Most HThiB won't give you a sub good enough to do this. , most of 'em won't even give you mains good enough for two channel let alone full surround for $1k.

If you plan things out piecemeal you might be able to do it--especially if you get refurbs. You can try out some Infinity Primus speakers for around $300 or so per pair. You can probably build your own sub for around $400-600. The receiver will set you back at least $200. Ooops--we've already blown $1k (unless you live in a state with no sales tax). However, you now have a good 2.1 system to add center and surrounds to later.


----------



## Guest (Nov 22, 2011)

http://www.bestbuy.com/site/Pioneer...?id=pcmprd164900050018&skuId=9999165100050018

The fronts sell for $200, so you can get the rears and center for $85 more in this packaged price. 

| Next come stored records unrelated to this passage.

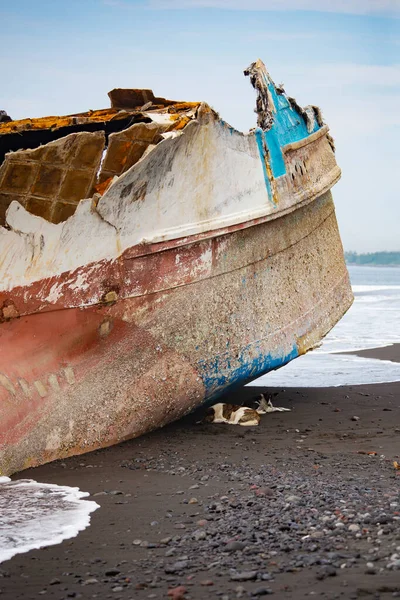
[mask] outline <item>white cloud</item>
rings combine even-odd
[[[400,85],[400,64],[398,65],[360,65],[354,63],[327,64],[310,67],[316,85]]]
[[[112,1],[112,0],[111,0]],[[398,0],[148,0],[152,8],[228,10],[310,10],[348,14],[399,14]]]

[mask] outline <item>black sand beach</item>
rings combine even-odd
[[[400,360],[398,345],[368,352]],[[260,392],[292,412],[254,428],[191,415],[15,476],[79,486],[100,509],[78,537],[2,563],[0,597],[400,597],[400,383],[225,401]]]

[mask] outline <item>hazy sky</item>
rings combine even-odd
[[[114,87],[206,100],[255,125],[243,69],[261,58],[321,106],[342,180],[343,243],[400,250],[398,0],[0,0],[0,108],[12,118],[109,105]]]

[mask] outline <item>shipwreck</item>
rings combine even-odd
[[[352,303],[317,107],[257,127],[115,89],[0,122],[0,474],[141,435],[315,347]]]

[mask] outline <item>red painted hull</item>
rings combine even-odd
[[[1,293],[1,474],[165,425],[304,353],[351,302],[330,193]]]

http://www.amazon.com/BIC-America-F...1?s=electronics&ie=UTF8&qid=1321936639&sr=1-1 I've installed this sub, and it is really nice delivered for $190. I don't know of anything else on the market that can touch it near that price.

Maybe others can chime in on a good AVR. You will need a bit of a power house, cause those Pioneers aren't the most efficient, but probably one of the best sounding budget speakers. In the top 5 for sure.


----------



## Jstslamd (Nov 30, 2010)

http://www.energy-speakers.com/na-en/products/take-classic-n5-1-overview/

This may not be a bad speaker option. It's not 7.1 but is decent for the money. All you would need is to purchase a decent reciever to go along with it.


----------



## Todd Anderson (Jul 24, 2009)

If I were you, I'd look very closely at (and learn about the different lines offered by...) Polk Audio. Great speakers, awesome customer service, good prices (especially if you catch a deal from their Polk eBay store... Also almost every Sunday new egg had great deals in them). Not to take away from home theater shack... But if you are interested, go register at polk's website and join club Polk. Great user forum and a very knowledgable group. You can also PM me if you want to hear my take!


----------



## Jungle Jack (Jul 28, 2009)

Hello,
I really like Turner's suggestion about the Pioneers. Please note, these are not your run of the mill Speaker. Rather, they were Designed by Andrew Jones who is quite well known for his work at KEF and Pioneer's own ultra expensive TAD Speakers. Compared to HTIB Speakers, standalone Speakers offer a tremendous upgrade 99.9 times out of 100. Problems can often arise when you try to use the Subwoofer from one with standalone Speakers as the sub was designed to be used with the HTIB.
Cheers,
JJ


----------



## MikeBiker (Jan 3, 2010)

Like Jack said, do not expect to have a lot of success reusing some of the HTIB components in a standalone setup. They usually lack the controls necessary, and have unusual design features, to allow them to integrate into a better system. Sell the HTIB system as a whole.


----------



## tonyvdb (Sep 5, 2007)

Although most HTIB systems are very poorly put together. I have personally heard several of the Onkyo systems and must admit that if on a tight budget they are quite good. My big concern is your size of the room. HTIB systems tend to use small speakers and subs that simply cant fill a medium to large space correctly and the owner usually drives them into distortion causing damage.


----------



## rab-byte (Feb 1, 2011)

Could you rase your budget buy doing this in stages? That would allow you to get a stepped up receiver and a good speaker tower pair. 

You could get the rest as budget permits.


----------



## gasteve76 (Nov 21, 2011)

I like the pioneer speakers that were suggested. They are at a good price too. Any suggestions for a receiver and sub?i have also looked at the onkyo systems. They appear to be decent size.


----------



## gasteve76 (Nov 21, 2011)

rab-byte said:


> Could you rase your budget buy doing this in stages? That would allow you to get a stepped up receiver and a good speaker tower pair.
> 
> You could get the rest as budget permits.


I hadn't thought about building it in stages but that is a good idea. Start with the front speakers and receiver.


----------